Managing and Reducing SGLang Warmup Time
On this Page
Managing and Reducing SGLang Warmup Time¶
This section provides guidance on reducing warmup time during SGLang model deployment on Intel® Gaudi® accelerators. It outlines the use of HPU graph caching, optimization strategies, and configuration parameters to improve the model performance. For more information about the warmup process, see SGLang Gaudi Documentation.
Reducing Warmup Time with HPU Graph Caching¶
Intel Gaudi software supports caching of compiled HPU graphs using the
PT_HPU_RECIPE_CACHE_CONFIG
environment variable. This can significantly
reduce startup time by reusing previously compiled graphs.
Configuration¶
The environment variable is set using the following format:
export PT_HPU_RECIPE_CACHE_CONFIG=<RECIPE_CACHE_PATH>,<RECIPE_CACHE_DELETE>,<RECIPE_CACHE_SIZE_MB>
RECIPE_CACHE_PATH
- Sets directory to store compiled graph recipes.RECIPE_CACHE_DELETE
:True
- Clears existing contents before storing new graph-compiled recipes.False
- Uses the graph-compiled recipes stored in theRECIPE_CACHE_PATH
and speeds up the warmup.
RECIPE_CACHE_SIZE_MB
- Sets maximum size of the cache directory in MB. If the cache size limit is reached, the PyTorch bridge automatically deletes the oldest recipes (based on file creation time). It is recommended to adjust the cache directory size according to the model and use case requirements.
Examples:
First-time run (store new recipes):
export PT_HPU_RECIPE_CACHE_CONFIG='/tmp/llama3_8b_sglang_cache/',True,8192
Subsequent run (reuse recipes):
export PT_HPU_RECIPE_CACHE_CONFIG='/tmp/llama3_8b_sglang_cache/',False,8192
Note
The graph compilation process includes two stages: GC graph compilation and HPU graph compilation. When
PT_HPU_RECIPE_CACHE_CONFIG
is used, the GC stage is skipped by reusing cached graphs, which significantly reduces overall compilation time. However, the HPU graph compilation step is still performed.The graph has to be regenerated in the following cases:
PyTorch container or Gaudi software version changes.
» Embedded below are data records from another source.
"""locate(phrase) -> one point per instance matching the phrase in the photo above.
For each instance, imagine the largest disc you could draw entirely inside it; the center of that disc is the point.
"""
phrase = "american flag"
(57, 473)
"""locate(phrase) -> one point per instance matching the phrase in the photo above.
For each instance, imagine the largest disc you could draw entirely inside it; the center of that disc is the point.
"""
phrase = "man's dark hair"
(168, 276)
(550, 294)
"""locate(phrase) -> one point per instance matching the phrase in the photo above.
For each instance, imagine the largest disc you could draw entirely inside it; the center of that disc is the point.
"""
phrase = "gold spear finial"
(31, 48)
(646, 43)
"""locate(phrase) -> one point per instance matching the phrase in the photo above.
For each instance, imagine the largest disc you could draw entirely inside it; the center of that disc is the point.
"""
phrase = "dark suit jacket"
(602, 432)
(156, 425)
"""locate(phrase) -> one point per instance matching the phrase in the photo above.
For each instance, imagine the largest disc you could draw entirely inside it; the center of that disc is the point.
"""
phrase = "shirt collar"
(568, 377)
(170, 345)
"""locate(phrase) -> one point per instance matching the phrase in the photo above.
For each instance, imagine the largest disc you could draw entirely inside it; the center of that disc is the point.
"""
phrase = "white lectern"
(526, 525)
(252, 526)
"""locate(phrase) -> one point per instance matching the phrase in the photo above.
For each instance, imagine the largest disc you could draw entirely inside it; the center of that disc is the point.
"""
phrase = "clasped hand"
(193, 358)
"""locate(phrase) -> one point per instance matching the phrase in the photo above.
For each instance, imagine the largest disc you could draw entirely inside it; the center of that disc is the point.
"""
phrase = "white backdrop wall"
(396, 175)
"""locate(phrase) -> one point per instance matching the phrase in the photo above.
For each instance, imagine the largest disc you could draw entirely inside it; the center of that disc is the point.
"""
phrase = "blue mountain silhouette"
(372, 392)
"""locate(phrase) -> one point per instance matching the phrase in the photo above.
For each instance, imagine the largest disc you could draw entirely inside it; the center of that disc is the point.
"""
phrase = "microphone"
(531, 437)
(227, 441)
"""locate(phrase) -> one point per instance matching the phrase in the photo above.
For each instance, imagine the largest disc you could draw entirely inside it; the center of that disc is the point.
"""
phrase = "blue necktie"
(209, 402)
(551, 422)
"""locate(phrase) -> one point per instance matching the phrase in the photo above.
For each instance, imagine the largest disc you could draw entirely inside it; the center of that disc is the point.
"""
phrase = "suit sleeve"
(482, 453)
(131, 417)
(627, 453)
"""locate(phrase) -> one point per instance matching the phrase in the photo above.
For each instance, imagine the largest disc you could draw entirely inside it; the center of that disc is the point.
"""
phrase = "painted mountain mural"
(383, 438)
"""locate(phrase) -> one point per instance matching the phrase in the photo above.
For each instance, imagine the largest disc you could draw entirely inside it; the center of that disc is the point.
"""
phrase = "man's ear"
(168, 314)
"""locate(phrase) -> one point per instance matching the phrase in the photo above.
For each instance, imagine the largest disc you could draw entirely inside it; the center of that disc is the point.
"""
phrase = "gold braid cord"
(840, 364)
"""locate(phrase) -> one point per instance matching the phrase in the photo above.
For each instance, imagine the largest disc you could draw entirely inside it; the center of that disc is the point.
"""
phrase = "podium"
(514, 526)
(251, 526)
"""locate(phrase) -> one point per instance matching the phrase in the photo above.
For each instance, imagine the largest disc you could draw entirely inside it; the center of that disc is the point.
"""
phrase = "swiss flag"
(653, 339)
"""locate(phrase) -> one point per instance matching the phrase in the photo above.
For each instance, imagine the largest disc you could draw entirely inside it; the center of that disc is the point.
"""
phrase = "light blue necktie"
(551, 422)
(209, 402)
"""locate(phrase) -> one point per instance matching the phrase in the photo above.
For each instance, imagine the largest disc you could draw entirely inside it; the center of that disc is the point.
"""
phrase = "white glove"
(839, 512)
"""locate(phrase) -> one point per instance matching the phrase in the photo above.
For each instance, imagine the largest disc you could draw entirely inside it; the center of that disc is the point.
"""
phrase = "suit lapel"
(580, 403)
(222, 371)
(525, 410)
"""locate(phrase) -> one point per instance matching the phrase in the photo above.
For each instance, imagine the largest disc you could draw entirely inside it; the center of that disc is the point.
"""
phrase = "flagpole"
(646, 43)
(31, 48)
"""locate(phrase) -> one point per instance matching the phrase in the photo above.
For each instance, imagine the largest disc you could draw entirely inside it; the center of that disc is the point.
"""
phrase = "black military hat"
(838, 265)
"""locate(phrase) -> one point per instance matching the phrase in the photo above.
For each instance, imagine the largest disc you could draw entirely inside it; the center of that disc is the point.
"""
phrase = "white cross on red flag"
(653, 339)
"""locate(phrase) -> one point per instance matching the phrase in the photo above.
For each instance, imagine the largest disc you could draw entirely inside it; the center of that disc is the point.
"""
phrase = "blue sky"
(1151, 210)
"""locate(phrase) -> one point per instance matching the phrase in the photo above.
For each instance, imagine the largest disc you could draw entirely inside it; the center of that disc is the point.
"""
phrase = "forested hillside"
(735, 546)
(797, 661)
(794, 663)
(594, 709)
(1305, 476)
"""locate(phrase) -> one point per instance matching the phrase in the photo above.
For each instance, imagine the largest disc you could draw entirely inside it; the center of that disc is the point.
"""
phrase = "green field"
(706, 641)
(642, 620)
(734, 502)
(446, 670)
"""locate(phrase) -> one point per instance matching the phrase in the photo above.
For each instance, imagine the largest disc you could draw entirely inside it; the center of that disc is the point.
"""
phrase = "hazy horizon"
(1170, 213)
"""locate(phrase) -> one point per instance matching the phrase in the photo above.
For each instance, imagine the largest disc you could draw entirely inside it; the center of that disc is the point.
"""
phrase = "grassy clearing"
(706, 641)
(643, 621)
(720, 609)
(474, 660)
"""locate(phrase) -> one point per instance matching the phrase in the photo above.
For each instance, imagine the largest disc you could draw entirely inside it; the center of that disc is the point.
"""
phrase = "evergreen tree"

Platform changes (e.g., Gaudi 2 to Gaudi 3).
Model tensor parallelism or data type changes (e.g., BF16 to FP8 or FP8 to BF16).
Storage Recommendations¶
Use local disk when caching is shared across processes (scale-up). Avoid remote filesystems (e.g., NFS) due to unsupported file locking.
For Kubernetes:
Store cache in PVC/NFS.
Copy it to local disk before use.
Deployment with SGLang¶
Add cache parameter to the serving command as shown in the below example for Llama 3.1 8B:
# Store in cache
export PT_HPU_RECIPE_CACHE_CONFIG='/tmp/llama3_8b_sglang_cache/',True,8192
# Replay from cache
export PT_HPU_RECIPE_CACHE_CONFIG='/tmp/llama3_8b_sglang_cache/',False,8192
python -m sglang.launch_server \
--model-path meta-llama/Llama-3.1-8B-Instruct \
--tp-size 1 \
--max-total-tokens 8192 \
--host 0.0.0.0 \
--port 30000